Lotuses were intentionally built sparingly because Chapman was unwavering in his focus on minimalist design philosophy. Each part had to be as multi-functional as was possible. Sometimes this did not work but oh, when it did! He once said: “Adding power makes you faster on the straights; subtracting weight makes you faster everywhere.” And this was the Lotus philosophy.
But back to the second hero of our story: the Lotus Seven.
By the end of 1955 there had been enough Lotuses sold and enough success on the racetrack for a club to be formed for those supporting the marque, and the inaugural meeting was held at on 15 November. The MkVI, Lotus’s first production car, had been very successful – both in sales and racing. By the end of 1955, over one hundred had been made and demand for cheap, light and competitive sports cars was higher than ever.

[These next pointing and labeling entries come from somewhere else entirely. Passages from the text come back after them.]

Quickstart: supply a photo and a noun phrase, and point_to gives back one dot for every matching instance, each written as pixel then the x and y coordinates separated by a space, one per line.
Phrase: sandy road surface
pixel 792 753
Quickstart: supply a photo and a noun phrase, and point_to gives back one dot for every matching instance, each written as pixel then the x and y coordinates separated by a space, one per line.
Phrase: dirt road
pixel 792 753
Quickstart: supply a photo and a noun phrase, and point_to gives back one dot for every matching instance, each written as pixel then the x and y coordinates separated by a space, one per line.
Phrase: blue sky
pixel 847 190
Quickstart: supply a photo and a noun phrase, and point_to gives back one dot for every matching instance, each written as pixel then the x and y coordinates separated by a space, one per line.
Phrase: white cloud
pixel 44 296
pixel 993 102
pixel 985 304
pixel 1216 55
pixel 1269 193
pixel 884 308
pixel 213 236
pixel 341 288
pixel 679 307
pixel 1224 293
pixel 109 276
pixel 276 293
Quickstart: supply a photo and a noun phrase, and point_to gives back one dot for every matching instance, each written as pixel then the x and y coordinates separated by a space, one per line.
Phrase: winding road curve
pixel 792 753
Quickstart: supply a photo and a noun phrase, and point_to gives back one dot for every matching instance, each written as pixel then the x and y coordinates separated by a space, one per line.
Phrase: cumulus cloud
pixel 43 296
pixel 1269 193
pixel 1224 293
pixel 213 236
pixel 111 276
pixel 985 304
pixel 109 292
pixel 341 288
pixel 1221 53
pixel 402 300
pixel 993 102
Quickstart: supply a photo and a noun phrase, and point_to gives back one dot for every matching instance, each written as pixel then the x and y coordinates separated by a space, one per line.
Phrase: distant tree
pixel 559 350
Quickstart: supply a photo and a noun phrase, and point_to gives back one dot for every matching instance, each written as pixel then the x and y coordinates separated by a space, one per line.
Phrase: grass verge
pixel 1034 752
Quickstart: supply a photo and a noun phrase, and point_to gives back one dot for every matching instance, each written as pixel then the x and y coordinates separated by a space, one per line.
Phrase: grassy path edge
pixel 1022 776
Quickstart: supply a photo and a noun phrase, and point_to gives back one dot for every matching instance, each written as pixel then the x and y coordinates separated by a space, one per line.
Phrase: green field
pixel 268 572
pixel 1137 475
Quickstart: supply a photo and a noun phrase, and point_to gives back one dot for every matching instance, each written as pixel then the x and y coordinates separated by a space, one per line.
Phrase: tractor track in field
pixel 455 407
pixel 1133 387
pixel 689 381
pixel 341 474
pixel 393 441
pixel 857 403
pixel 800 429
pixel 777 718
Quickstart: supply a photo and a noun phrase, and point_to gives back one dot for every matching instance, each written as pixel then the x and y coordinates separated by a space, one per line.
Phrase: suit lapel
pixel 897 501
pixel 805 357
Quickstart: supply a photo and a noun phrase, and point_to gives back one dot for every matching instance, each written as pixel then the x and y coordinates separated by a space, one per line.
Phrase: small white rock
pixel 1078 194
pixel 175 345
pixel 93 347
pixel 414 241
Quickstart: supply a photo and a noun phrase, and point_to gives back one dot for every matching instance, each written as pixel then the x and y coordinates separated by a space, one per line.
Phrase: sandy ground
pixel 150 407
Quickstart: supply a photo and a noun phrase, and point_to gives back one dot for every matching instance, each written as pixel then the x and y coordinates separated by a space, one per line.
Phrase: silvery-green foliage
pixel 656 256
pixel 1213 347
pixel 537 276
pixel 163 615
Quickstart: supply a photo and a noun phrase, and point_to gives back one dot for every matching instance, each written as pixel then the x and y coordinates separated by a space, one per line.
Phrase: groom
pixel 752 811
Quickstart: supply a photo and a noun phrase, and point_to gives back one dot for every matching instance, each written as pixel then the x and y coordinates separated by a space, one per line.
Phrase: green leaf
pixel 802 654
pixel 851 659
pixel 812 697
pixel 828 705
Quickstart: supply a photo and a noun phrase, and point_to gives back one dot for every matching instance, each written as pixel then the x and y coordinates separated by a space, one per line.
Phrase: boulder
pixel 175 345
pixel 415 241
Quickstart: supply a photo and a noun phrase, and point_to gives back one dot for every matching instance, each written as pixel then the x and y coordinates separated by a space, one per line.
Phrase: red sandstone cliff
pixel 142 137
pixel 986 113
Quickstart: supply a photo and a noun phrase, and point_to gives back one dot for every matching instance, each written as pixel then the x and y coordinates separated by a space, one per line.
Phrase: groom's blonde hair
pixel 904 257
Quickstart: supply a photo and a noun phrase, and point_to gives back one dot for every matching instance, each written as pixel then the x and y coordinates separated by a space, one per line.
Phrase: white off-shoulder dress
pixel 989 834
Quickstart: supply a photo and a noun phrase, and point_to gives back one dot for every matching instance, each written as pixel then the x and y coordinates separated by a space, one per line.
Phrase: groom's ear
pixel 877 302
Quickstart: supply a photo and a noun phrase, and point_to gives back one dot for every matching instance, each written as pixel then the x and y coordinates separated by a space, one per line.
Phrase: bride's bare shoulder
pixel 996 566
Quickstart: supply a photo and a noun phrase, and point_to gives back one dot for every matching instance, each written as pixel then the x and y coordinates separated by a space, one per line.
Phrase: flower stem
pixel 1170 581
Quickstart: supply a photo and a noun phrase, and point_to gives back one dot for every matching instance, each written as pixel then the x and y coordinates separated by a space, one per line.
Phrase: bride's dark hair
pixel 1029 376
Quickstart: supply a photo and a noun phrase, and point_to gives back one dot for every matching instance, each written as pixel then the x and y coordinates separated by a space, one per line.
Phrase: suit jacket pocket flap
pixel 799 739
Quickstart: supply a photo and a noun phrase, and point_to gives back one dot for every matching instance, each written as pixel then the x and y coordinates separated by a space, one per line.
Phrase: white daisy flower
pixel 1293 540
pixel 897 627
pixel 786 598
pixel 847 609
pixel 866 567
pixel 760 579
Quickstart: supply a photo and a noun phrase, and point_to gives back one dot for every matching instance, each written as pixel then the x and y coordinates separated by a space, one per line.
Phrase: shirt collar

It was, however, apparently Hazel who decided that a more basic, cost-effective successor to the Mark VI was needed, and so the Seven was born. The Lotus Seven actually had its first customer lined up before it was even designed – one Edward Lewis, who owned a racing footwear manufacturing business. Lewis was already a well-known Lotus racer but reckoned he was getting a bit old for serious racing and was looking at creating a car of his own specification for hillclimbs.